1 Juan Esteves 12.15.09 at 9:20 am

Great post!
Regarding your theory about “Not enough people were confirming, and they back-pedaled due to low response”: if I had run this campaign I would have probably tested it first to a portion of the inactive file to gauge response. After monitoring responses I would have made the decision of whether to roll this out to the whole inactive portion of the file.

2 Julie Waite 12.15.09 at 10:37 am

That strategy is very smart – thanks for sharing!

3 Juan Esteves 12.15.09 at 11:21 am

This also begs the question of how do they define an inactive subscriber universe. Correct me if I’m I’m wrongfully assuming that as an email blogger, you’ve probably at least opened a handful of their emails in recent history… If that’s the case, why would you qualify to get this email?
We need to understand the difference between people opening our messages and not interacting with them further (hint hint, your content needs to be more relevant; you’re engaging a recipient with irrelevant content) and people just not opening them, period.

4 Julie Waite 12.15.09 at 4:10 pm

Good point, Juan. The account I received this is was my “junk” account that I use for shopping online, etc. I rarely check it unless I’m looking for order/shipping confirmations (as I am a lot during this holiday season!), and since I receive BB&B emails at my regular personal address as well, I don’t open most messages there. I’m betting they went off non-openers, but openers who don’t click are just as important to investigate and re-engage.

5 Brad (@bnash972) 12.17.09 at 3:44 pm

The other possibility is that they kept anyone that opened on the list and only removed those that didn’t open. Still another miss, but common practice. And IMHO not a bad idea, however the creative should have been changed. I like to give a yes and no option. Anyone that clicks no is instantly unsubscribed. (always make it painfully easy to opt-out.) Anyone that clicks yes goes back in to the main list.

Those that opened but didn’t click? That depends on the original criteria for “inactive”, the size of population, company goals, and a little intuition. At a minimum, I’d put them on a lower frequency. Ideally try a secondary more proactive re-engagement plan. Possibly survey them. Or just remove them.

6 Julie Waite 12.18.09 at 9:26 am

Great suggestions, Brad. I like the big YES/NO button designs for these types of campaigns as well. A lot of marketers use the line “If you no longer want to receive emails from us, do nothing and we will remove you from our list” – which I don’t feel consumers can trust will actually happen… and as we see with BB&B, that feeling is well founded.

7 Rob 12.29.09 at 10:44 am

What incentive do you have to click “YES”? Maybe offer a coupon, discount or contest entry to entice the user to click? After all this a retail store so give the customer a little something for their time.

But the reality is the rate of email rot and how to keep your database fresh.

We are experiencing this where I work and it’s a touchy subject to those in charge. Do you send these out and ask your customers to do something or do you act on your own without the customer? We do remove users from our database if their email is dead but it’s a daunting task if you let it go for a while.

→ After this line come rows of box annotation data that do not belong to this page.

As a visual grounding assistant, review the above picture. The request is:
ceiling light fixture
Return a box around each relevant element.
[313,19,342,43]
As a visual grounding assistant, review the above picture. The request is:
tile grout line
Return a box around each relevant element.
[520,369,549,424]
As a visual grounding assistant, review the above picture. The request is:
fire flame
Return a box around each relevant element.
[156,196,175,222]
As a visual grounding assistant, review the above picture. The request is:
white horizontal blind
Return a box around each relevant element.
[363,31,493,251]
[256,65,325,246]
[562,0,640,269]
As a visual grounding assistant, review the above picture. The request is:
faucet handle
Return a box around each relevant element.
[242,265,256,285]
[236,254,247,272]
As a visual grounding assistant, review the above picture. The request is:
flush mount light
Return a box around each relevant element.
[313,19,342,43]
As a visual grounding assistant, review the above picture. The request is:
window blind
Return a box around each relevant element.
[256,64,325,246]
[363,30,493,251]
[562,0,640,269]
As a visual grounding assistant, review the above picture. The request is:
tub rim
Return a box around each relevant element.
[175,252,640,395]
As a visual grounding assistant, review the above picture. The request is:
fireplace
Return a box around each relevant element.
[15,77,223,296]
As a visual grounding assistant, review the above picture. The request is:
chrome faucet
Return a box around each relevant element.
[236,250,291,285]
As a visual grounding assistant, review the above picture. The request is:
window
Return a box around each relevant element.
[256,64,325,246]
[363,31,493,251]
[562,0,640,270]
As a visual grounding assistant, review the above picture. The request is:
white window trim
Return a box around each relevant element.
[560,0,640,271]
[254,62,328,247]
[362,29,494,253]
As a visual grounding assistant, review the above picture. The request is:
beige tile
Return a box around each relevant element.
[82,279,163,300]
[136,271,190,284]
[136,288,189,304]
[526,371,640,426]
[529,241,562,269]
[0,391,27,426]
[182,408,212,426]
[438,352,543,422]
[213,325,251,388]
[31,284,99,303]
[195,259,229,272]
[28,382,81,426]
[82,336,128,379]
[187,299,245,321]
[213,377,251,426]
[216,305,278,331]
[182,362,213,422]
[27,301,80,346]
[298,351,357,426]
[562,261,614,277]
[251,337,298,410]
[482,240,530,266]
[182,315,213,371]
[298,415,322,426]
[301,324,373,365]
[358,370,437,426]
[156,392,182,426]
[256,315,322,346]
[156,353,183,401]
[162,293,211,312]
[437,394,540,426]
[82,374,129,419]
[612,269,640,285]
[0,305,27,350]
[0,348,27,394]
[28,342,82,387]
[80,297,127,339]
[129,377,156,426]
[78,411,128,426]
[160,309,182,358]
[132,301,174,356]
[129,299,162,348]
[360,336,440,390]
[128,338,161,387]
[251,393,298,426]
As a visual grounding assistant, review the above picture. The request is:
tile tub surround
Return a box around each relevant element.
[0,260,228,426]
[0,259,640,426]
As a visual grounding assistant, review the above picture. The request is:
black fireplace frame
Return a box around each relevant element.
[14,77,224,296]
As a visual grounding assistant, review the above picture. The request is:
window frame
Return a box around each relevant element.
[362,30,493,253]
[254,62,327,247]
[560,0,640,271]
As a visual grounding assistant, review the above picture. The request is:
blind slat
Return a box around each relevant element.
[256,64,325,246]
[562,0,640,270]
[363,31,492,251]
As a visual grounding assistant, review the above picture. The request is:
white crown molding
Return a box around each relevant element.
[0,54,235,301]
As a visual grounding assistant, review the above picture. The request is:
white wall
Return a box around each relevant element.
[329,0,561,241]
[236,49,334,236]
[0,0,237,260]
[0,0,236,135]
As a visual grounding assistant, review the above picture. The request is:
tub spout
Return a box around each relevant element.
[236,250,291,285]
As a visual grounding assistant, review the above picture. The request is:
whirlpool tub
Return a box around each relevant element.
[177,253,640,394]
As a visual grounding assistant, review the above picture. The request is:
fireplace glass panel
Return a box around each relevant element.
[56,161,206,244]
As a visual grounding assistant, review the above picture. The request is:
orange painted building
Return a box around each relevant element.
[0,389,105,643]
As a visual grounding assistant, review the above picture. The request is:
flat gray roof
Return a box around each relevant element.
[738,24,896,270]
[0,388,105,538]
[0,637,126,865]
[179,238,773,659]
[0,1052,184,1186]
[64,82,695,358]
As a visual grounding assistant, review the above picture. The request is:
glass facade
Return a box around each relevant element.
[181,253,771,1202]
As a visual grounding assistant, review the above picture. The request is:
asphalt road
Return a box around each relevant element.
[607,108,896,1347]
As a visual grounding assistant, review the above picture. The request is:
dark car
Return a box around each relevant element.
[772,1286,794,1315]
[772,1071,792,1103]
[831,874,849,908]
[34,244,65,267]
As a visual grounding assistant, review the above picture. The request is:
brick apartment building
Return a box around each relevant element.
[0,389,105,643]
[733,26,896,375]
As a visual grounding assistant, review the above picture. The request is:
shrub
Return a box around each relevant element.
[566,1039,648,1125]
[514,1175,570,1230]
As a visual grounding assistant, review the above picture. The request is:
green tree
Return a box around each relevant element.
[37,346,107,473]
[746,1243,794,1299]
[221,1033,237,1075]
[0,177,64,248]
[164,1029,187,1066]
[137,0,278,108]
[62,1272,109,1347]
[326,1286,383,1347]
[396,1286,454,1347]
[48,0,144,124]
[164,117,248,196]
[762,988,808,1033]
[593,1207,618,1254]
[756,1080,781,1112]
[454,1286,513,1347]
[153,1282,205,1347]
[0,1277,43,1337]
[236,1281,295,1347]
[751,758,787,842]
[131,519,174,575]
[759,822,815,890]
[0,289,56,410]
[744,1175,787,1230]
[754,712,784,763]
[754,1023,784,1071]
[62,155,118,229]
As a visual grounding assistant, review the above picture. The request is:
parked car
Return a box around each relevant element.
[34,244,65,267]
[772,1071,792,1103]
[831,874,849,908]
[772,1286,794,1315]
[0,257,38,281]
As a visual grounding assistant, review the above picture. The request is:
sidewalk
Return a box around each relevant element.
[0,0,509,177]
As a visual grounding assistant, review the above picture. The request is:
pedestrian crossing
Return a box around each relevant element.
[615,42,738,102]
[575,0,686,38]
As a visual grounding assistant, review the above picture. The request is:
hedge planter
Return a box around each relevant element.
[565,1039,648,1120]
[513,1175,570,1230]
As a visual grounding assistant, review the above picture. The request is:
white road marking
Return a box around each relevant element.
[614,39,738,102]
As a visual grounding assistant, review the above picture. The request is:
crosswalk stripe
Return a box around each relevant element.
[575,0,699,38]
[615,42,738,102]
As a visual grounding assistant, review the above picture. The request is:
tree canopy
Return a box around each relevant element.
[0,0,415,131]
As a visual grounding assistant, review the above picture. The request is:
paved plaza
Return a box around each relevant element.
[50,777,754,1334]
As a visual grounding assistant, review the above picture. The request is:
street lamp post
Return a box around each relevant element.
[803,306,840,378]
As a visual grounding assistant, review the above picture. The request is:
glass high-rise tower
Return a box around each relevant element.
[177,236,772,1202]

For a retail outlet I would know who clicks on our email links, who buys from those clicks, who opens the email, who doesn’t, who spends $$, etc… Then start the clean up from there…usually from the bottom since that’s where you will get the most “bang for your buck”.

8 Julie 01.06.10 at 10:03 am

Interesting points, Rob. BB&B outlined the benefits of staying subscribed (special offers, etc.) but no incentive. I’m sure marketers would debate incentivizing (free shipping, 10% off) versus not incentivizing, as the point is to reinvigorate real interest and engagement, not just drive initial response and have people drop off again once they get their incentive.